Thirty inmates walk into a chapel. Sounds like the beginning of a joke. The new prison chaplain had combined service lists and I now faced a room of twice as many strangers than normal. The curious eyes, the face tattoos, the arms across chests were all familiar. Violent offenders, some daring, others hoping God would find their hearts. They had my attention, I wasn’t sure what would suffice to keep theirs.
“Three little words,” I said as I held up three fingers and began pacing in front of the room. “Who can tell me the three little words that make the Bible personal in prison?”
Unused to being asked for their opinion I mostly got eyebrows and smirks, until a brave soul in a middle row put up his hand and said, “I love you.”
“Thank you,” I said nodding my head in acknowledgement, “I love you too, but those aren’t the words I was looking for.”
As the inmate blushed in his chair, and the room howled in nervous laughter, I stepped over to the chalkboard and wrote the word “NO” in six inch letters.
“Have you ever been told “NO” in your lives?” I asked.
A ground swell of group grumbling indicated everybody had heard the word before with quite a few commenting they wished they’d listened when Mama said it.
“Turn to Romans Chapter 8 verse 1, the most important NO in the Bible, and when you find it stand up so we can read it together.” I said hoping someone would. Soon, as a chorus we read, “There is now NO condemnation to those who are in Christ Jesus, who do not walk according to the flesh, but according to the Spirit.”
We agreed that ‘now’ was also an important word in that sentence, a starting point for convicted men to finish their sentences unburdened of the guilt of their crime without denying the responsibility of being guilty. That brought us to word number two which I wrote on the chalkboard in the same sized letters; IF.
“Have you ever wondered, “If only I did this instead of that,” what might have happened?”
Again the crowd grunted along with the obvious with insights such as “You mean, like, every day, or every minute?”
The scripture we turned to was 2 Chronicles Chapter 7 verse 14, and again in unison we read, “If My people who are called by my name will humble themselves, and pray and seek my face, and turn from their wicked ways, then I will hear from heaven, and forgive their sin and heal their land.”

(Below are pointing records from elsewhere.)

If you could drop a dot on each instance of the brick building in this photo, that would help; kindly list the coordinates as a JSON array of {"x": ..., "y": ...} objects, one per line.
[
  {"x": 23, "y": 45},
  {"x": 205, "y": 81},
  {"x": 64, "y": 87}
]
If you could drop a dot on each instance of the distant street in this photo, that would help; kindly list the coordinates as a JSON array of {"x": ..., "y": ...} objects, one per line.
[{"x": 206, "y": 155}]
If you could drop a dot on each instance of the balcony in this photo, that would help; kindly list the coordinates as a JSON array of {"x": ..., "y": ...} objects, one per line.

“Its a mighty big if, maybe the biggest,” I said extending the skinny parts of the letters on the chalk board another four inches. “But the part to take heart from is He calls us ‘His people,’ called by His name. When the other people on the yard watch you walk out of chapel they’ll be looking to see if anything real comes out with you, or is the time we spend together in worship just an excuse to sit in padded chairs for an hour?”
Our third word took up the rest of the chalkboard. AND. The specific AND we were looking for is found in Hebrews Chapter 11 verse 6 “But without faith it is impossible to please Him, for he who comes to God must believe that He is, AND that He is a rewarder of those who diligently seek Him.”

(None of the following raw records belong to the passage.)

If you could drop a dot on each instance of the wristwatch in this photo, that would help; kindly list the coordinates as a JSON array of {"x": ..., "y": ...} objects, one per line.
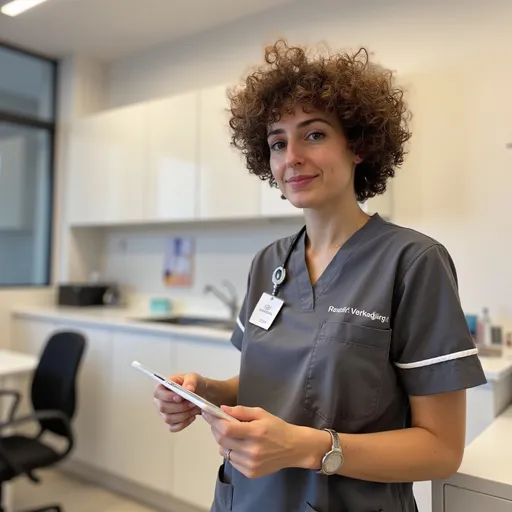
[{"x": 333, "y": 459}]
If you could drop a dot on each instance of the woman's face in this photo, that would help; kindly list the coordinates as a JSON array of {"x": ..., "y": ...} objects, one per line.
[{"x": 310, "y": 159}]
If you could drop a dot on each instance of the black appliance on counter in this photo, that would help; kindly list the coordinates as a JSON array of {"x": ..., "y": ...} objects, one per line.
[{"x": 84, "y": 294}]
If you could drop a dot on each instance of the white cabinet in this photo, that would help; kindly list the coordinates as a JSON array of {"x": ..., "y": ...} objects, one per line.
[
  {"x": 272, "y": 205},
  {"x": 140, "y": 444},
  {"x": 172, "y": 158},
  {"x": 460, "y": 500},
  {"x": 196, "y": 455},
  {"x": 381, "y": 204},
  {"x": 30, "y": 336},
  {"x": 226, "y": 189},
  {"x": 92, "y": 422},
  {"x": 107, "y": 167}
]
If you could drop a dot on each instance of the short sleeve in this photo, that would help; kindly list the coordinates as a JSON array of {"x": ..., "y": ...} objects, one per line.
[{"x": 432, "y": 347}]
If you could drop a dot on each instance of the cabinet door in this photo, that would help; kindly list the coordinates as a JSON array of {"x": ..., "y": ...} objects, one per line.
[
  {"x": 107, "y": 164},
  {"x": 193, "y": 481},
  {"x": 141, "y": 445},
  {"x": 124, "y": 176},
  {"x": 271, "y": 204},
  {"x": 227, "y": 190},
  {"x": 172, "y": 158},
  {"x": 87, "y": 164}
]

“Part of our reward, gentlemen, is the fellowship we have with each other. We’re not in this life alone. They will know we are Jesus’s disciples by the love we have for each other. Nothing else is required, no if’s and’s or… … the but’s we’ll deal with another time. Go in peace.”
As the men filed out of the chapel I erased the message from the chalkboard, but as sometimes happens with old erasers a ghost of the letters remained. NO. IF. AND. It gave me hope that the message came across, for those of us that shared it, and for anyone else who followed us into the room.